While we all sit back and watch the train wreck that is Greece prepare to default (or whatever posh name they will come up with in due course) the UK goes on happily borrowing money at the rate of £17.4 billion for the month. That’s £17,400,000,000 in a month. What’s concerning me is that servicing our debt now takes 8.5% of government spending. That’s more than the complete tax take from corporation tax (page 6 here). All I can say is that the future generations will not be pleased. I’m just a simple Average Joe but it really just doesn’t seem right asking children who are not yet born to pay for our lifestyle today.
As this all unfolds we’ve seen stock markets around the world decrease in price in recent times. I actually have no idea what moves prices (that’s why I don’t trade) but I can’t help feel that Greece is having a good impact but also we shouldn’t forget good news like this from China.
What I do know is that my Retirement Investing Today strategy has helped me out over this period. This is because in addition to a standard buy diversified asset types, hold, rebalance periodically, reduce risk as I age strategic asset allocation I also tactically alter my asset allocation based on the cyclically adjusted PE values (CAPE or PE10) of the S&P500 and the ASX200. To put some meaning behind this were I using just strategic asset allocations the total target equity (UK, Australia, International, Emerging Markets) allocation for my portfolio would be 61%. Currently because of the relatively high PE10’s the tactical portion of my portfolio forces this down to 54%. So with a falling market I am losing less than I would have otherwise. Of course I mustn’t forget the opposite occurs in a rising market.
With all that in mind it’s appropriate to update the FTSE 100 cyclically adjusted PE (FTSE 100 CAPE) which I show in my first chart today. As of the 01 June 2011 (all previous data points are from the first trading day of each month for consistency) we were sitting at 13.6 against a long run average (well since 1993) of 19.7. If I replace the 01 June price with the current price as I write this post of 5747.8 the PE10 lowers to 13.2. That is a long way below the 20th Percentile for the dataset of 16.3 while the 80th Percentile is 23.5. The correlation between the FTSE 100 PE10 and the Real (inflation adjusted by the CPI) FTSE 100 Price remains a strong 0.68. In comparison the PE ratio is sitting at 11.3.

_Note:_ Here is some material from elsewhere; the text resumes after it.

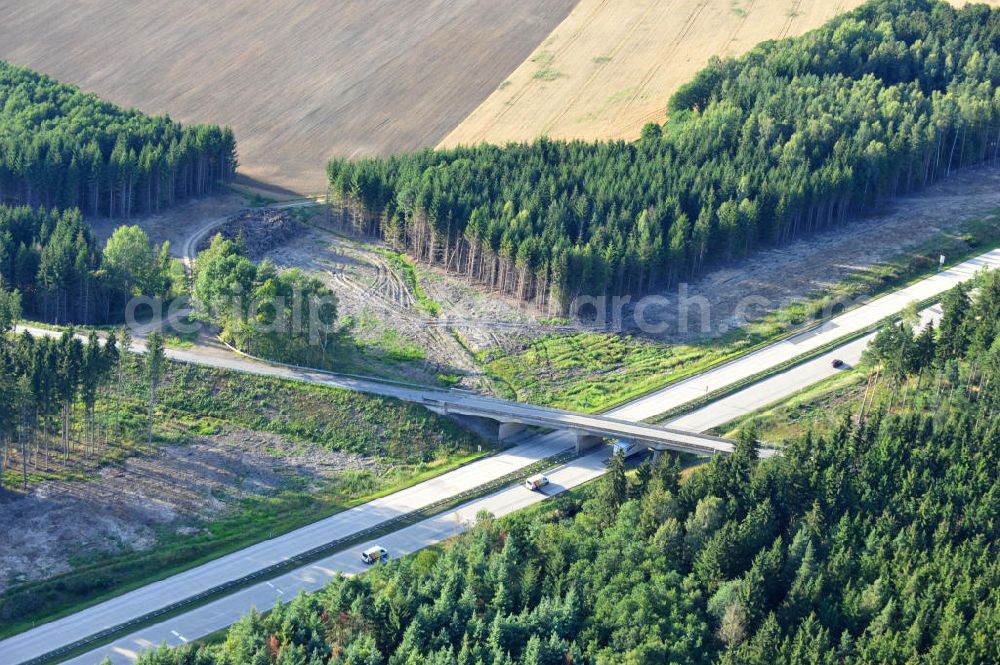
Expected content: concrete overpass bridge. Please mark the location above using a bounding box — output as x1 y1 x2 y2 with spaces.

My second chart shows that real earnings are doing nothing special and are running about on trend.
Finally as always I must point out that I am not yet using the FTSE 100 PE10 as a base for determining UK equity asset allocations and buy/sell decisions in my portfolio. This is because I believe that a dataset only going back to 1993 is not sufficient however over time as this dataset becomes more statistically significant I will at some stage switch to it. Today I am using the S&P 500 PE10 where I have data back to 1881 courtesy of Robert Shiller. Not perfect but I’m relying on the close correlation of Equity markets around the world.
As always do your own research.
Assumptions include:- May 2011 price is the 01 May 2011 market close.
- UK CPI inflation data from May and June 2011 are estimated.